Vasküler lazer tedavisi aşağıdaki durumlar için kullanılabilir:
Telanjiektaziler, cilt yüzeyinde ince kırmızı veya mavi renkte görülen kılcal damar ağıdır. Vasküler lazer tedavisi bu damarları hedef alarak tedavi edebilir.
Rosacea, yüzde kızarıklık, şişlik ve görünür damarlarla karakterize edilen bir cilt durumudur. Vasküler lazer tedavisi, bu belirtileri hafifletmeye yardımcı olabilir.
Hemangiomalar, kan damarlarından kaynaklanan iyi huylu tümörlerdir. Vasküler lazer tedavisi, hemangiomaların rengini ve büyüklüğünü azaltabilir.
Port wine lekeleri, ciltte büyük ve kırmızı renkte lekeler olarak görünen damar lezyonlarıdır.

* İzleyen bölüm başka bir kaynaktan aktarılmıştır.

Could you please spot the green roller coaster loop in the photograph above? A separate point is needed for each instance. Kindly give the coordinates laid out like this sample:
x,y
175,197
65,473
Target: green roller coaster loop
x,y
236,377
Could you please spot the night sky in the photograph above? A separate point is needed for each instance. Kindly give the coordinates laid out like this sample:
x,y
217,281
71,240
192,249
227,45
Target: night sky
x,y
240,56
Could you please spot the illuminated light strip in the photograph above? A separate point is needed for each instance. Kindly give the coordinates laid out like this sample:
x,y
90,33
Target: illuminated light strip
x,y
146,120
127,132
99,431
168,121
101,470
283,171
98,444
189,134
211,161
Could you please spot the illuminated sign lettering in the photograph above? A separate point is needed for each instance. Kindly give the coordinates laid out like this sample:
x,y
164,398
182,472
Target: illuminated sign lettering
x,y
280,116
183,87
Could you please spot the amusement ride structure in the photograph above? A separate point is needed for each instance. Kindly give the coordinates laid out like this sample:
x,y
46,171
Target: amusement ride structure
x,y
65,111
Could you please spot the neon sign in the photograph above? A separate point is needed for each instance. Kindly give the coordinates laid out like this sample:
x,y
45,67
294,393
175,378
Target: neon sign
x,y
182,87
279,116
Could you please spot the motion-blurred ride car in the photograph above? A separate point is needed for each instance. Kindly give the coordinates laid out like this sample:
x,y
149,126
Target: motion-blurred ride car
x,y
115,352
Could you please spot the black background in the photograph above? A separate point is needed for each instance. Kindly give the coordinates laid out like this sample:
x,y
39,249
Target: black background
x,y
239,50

Vasküler lazer tedavisi bu lekelerin rengini azaltmaya yardımcı olabilir.
Vasküler lazer tedavisi genellikle minimal rahatsızlıkla tolere edilir. İşlem sonrası ciltte hafif kızarıklık, şişlik veya geçici renk değişiklikleri görülebilir. Birden fazla seans gerekebilir ve sonuçlar seans sayısına ve tedavi edilen bölgenin özelliklerine bağlı olarak değişebilir.

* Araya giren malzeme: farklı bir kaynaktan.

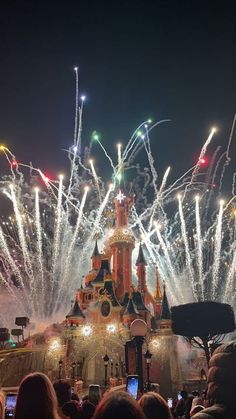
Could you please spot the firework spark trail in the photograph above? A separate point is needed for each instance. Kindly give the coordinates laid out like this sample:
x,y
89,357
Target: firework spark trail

Vasküler lazer tedavisi, uzman dermatolog tarafından uygulanmalıdır. Bu tür tıbbi prosedürler hakkında detaylı bilgi almak ve uygun tedavi planını oluşturmak için mutlaka bir uzmana danışmanız önemlidir. Herhangi bir cilt rahatsızlığında olduğu gibi, uzman bir sağlık profesyonelinin rehberliği ve tavsiyeleri en iyi sonuçları elde etmenizi sağlayacaktır.